Parce qu’un des rôles du CS, c’est d’écrire un rapport présenté en AG. Ça nécessite donc d’avoir quelques connaissances, mais d’anticiper d’éventuelles questions ou attaques.
“Pas besoin d’être un connaisseur de l’immobilier pour être un bon membre de CS. Mais je regrette que certains ne sachent pas lire un compte de résultat”, explique un président de CS aux multiples mandats.
Le CS permet aussi de récompenser ou d’amadouer. Mais également de sanctionner.
⏲Le précédent Cifocoma
En 2013, après un long conflit entre les conseils de surveillance de Cifocoma 1 et 2, et Uffi Ream (longtemps dirigé par Frédéric Puzin avant qu’il ne crée Corum), la SCPI rejoint Sofidy.

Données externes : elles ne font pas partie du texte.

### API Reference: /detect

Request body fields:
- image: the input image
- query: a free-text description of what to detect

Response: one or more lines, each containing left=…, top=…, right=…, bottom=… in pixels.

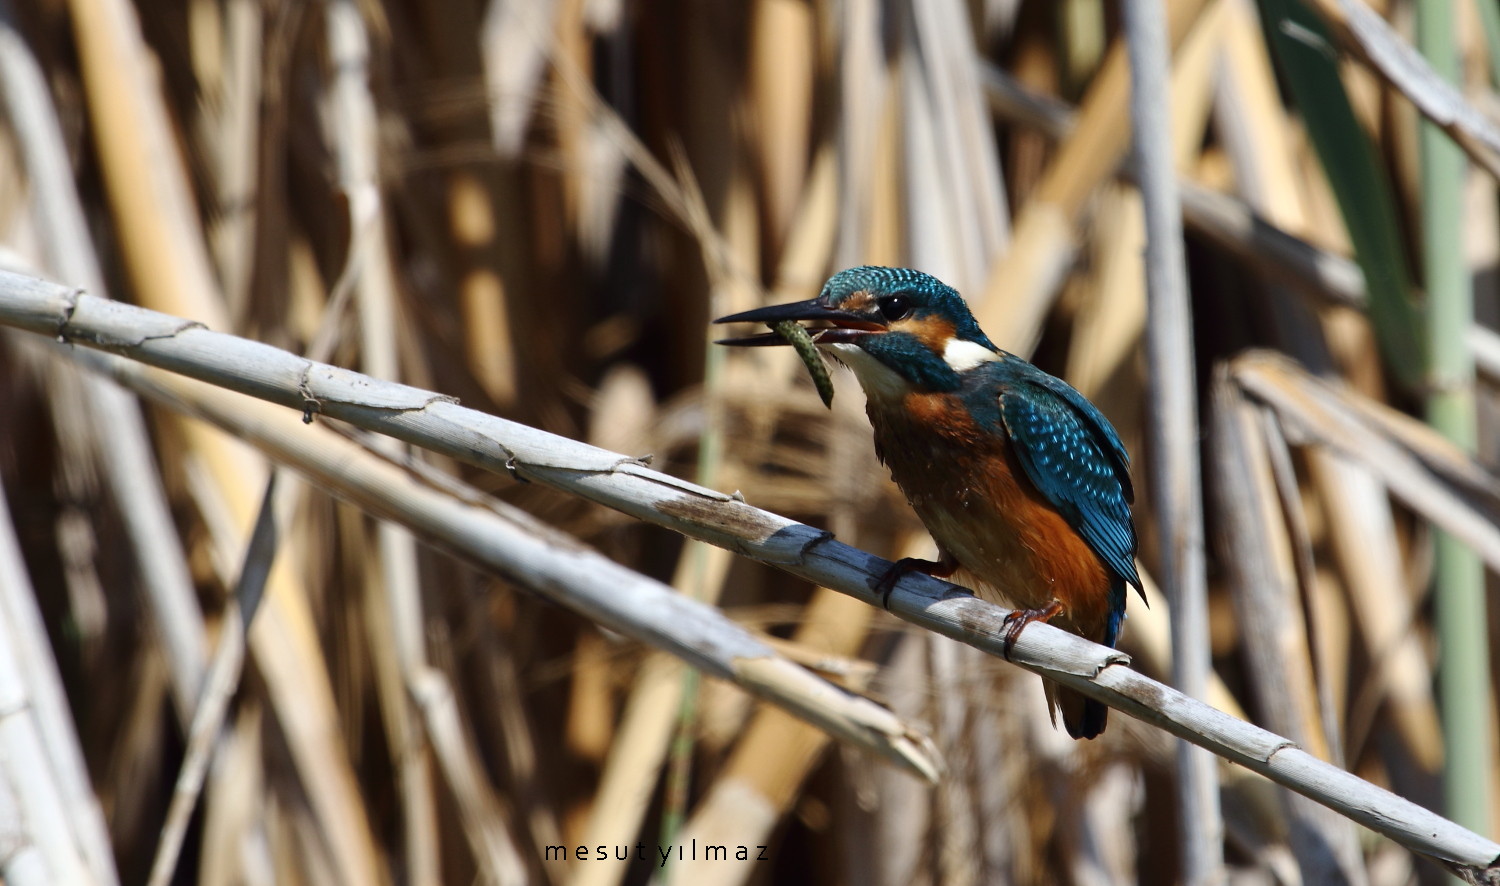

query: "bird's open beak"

left=712, top=299, right=882, bottom=346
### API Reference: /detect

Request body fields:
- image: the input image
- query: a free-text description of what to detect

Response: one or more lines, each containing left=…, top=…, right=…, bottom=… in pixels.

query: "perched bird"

left=715, top=266, right=1143, bottom=739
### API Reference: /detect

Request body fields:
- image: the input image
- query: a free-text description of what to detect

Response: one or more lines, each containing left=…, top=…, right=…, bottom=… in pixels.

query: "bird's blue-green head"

left=714, top=266, right=1000, bottom=398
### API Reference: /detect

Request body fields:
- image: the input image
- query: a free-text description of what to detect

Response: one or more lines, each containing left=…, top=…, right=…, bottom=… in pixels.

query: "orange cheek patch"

left=890, top=316, right=957, bottom=353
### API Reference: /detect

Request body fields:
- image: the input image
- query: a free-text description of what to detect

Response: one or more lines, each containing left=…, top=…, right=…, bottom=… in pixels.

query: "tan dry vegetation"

left=0, top=0, right=1496, bottom=884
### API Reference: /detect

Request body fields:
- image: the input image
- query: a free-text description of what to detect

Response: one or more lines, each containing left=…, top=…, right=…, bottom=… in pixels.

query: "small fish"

left=773, top=320, right=834, bottom=408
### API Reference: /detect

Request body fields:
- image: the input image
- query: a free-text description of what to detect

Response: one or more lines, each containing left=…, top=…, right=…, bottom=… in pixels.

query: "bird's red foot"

left=873, top=556, right=957, bottom=609
left=1000, top=599, right=1064, bottom=660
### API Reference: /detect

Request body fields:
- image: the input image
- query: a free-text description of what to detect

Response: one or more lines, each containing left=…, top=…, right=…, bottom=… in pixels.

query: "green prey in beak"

left=713, top=298, right=887, bottom=408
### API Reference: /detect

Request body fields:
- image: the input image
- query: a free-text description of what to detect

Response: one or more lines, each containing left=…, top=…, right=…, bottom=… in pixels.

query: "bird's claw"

left=1000, top=599, right=1064, bottom=660
left=873, top=556, right=954, bottom=610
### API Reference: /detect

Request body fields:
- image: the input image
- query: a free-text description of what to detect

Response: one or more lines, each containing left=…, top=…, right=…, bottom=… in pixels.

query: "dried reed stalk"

left=65, top=0, right=382, bottom=877
left=0, top=480, right=100, bottom=884
left=324, top=4, right=441, bottom=880
left=1123, top=1, right=1220, bottom=881
left=1210, top=370, right=1366, bottom=882
left=974, top=0, right=1211, bottom=354
left=5, top=1, right=1500, bottom=881
left=1308, top=0, right=1500, bottom=179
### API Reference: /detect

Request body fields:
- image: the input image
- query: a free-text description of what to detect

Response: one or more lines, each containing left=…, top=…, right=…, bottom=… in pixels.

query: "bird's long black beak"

left=715, top=299, right=852, bottom=326
left=713, top=299, right=880, bottom=346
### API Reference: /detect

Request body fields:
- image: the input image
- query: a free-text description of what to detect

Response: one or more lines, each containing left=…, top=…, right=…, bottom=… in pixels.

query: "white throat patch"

left=942, top=338, right=999, bottom=372
left=823, top=342, right=910, bottom=404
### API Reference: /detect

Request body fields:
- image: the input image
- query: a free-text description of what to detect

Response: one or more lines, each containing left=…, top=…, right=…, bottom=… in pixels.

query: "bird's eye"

left=877, top=295, right=912, bottom=322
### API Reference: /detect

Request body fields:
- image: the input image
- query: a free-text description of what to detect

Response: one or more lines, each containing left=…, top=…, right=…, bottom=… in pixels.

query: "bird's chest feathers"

left=867, top=392, right=1017, bottom=544
left=866, top=390, right=1109, bottom=616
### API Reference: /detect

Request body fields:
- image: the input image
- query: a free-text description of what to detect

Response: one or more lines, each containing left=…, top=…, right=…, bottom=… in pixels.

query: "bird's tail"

left=1044, top=680, right=1107, bottom=740
left=1043, top=575, right=1127, bottom=739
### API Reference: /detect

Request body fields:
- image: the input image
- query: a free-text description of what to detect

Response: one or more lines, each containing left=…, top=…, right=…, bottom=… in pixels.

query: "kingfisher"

left=715, top=266, right=1143, bottom=739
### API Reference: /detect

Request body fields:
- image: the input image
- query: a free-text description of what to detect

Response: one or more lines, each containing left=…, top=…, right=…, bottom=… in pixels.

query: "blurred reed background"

left=0, top=0, right=1496, bottom=883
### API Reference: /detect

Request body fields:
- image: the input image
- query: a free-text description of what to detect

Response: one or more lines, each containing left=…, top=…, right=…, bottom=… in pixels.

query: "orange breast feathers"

left=869, top=390, right=1115, bottom=643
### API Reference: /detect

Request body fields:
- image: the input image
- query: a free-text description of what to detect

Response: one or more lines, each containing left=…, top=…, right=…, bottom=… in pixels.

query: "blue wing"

left=1022, top=371, right=1133, bottom=502
left=997, top=382, right=1140, bottom=592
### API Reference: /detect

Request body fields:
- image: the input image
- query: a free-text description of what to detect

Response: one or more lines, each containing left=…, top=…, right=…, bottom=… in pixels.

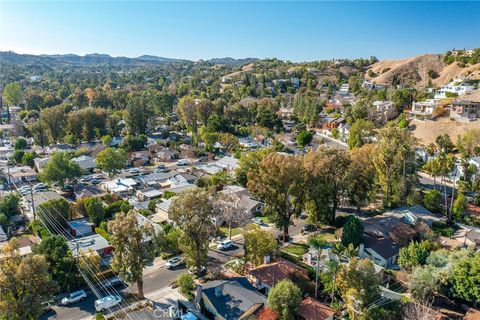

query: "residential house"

left=298, top=297, right=335, bottom=320
left=73, top=184, right=106, bottom=200
left=359, top=234, right=399, bottom=269
left=46, top=144, right=75, bottom=154
left=339, top=83, right=349, bottom=96
left=200, top=277, right=266, bottom=320
left=68, top=218, right=94, bottom=237
left=247, top=258, right=310, bottom=294
left=72, top=155, right=96, bottom=172
left=373, top=100, right=397, bottom=120
left=396, top=205, right=446, bottom=227
left=221, top=185, right=263, bottom=215
left=434, top=80, right=474, bottom=100
left=34, top=157, right=50, bottom=172
left=101, top=178, right=137, bottom=196
left=152, top=198, right=173, bottom=224
left=411, top=99, right=437, bottom=117
left=135, top=214, right=162, bottom=243
left=130, top=150, right=150, bottom=167
left=68, top=233, right=112, bottom=257
left=155, top=147, right=179, bottom=162
left=136, top=188, right=162, bottom=202
left=7, top=166, right=37, bottom=184
left=450, top=100, right=480, bottom=121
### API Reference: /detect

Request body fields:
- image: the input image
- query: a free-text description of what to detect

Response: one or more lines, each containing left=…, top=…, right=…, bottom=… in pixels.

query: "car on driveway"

left=217, top=239, right=233, bottom=251
left=103, top=276, right=125, bottom=288
left=95, top=295, right=122, bottom=312
left=61, top=290, right=87, bottom=305
left=301, top=224, right=318, bottom=234
left=251, top=217, right=263, bottom=225
left=165, top=256, right=183, bottom=269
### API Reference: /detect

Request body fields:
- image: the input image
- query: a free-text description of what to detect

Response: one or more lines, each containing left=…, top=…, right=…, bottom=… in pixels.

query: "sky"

left=0, top=1, right=479, bottom=62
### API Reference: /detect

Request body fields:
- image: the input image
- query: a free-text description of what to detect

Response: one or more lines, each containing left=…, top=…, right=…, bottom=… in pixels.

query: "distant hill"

left=0, top=51, right=258, bottom=67
left=205, top=57, right=259, bottom=66
left=0, top=51, right=188, bottom=66
left=367, top=53, right=480, bottom=87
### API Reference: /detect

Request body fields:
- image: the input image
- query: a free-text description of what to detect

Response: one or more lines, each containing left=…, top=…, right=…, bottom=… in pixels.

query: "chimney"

left=263, top=255, right=271, bottom=264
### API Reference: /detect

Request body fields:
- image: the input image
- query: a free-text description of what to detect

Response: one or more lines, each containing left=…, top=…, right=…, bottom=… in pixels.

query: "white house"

left=73, top=155, right=96, bottom=172
left=101, top=178, right=137, bottom=195
left=411, top=99, right=437, bottom=117
left=434, top=79, right=474, bottom=100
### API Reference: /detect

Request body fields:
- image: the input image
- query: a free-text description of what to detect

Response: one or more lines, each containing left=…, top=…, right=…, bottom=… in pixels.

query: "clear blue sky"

left=1, top=1, right=479, bottom=61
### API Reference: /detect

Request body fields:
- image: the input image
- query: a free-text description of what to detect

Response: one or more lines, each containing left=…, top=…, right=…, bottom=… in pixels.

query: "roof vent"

left=215, top=287, right=222, bottom=297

Entre 2011 et 2012, Uffi cherchait à se faire racheter. Les caisses des SCPI sont pleines, selon un membre du CS d’alors. Les gérants vont donc acheter “des merdes afin de présenter une belle gestion”. Uffi sera rachetée par Fiducial en juillet 2012.
Chez Sofidy, la situation ne s’améliore pas. Plusieurs actionnaires expliquent que le gérant a du mal à arbitrer sans perte, et continuer à acheter des biens peu performants. La secrétaire de l’ASPPSCPI, association représentant les épargnants, appelle Mme. Karsenty, forte tête qui a déjà sorti une SCPI de chez BNP. Elle prend la présidence de Cifocoma 2, et Charles Coulon celle de Cifocoma 1.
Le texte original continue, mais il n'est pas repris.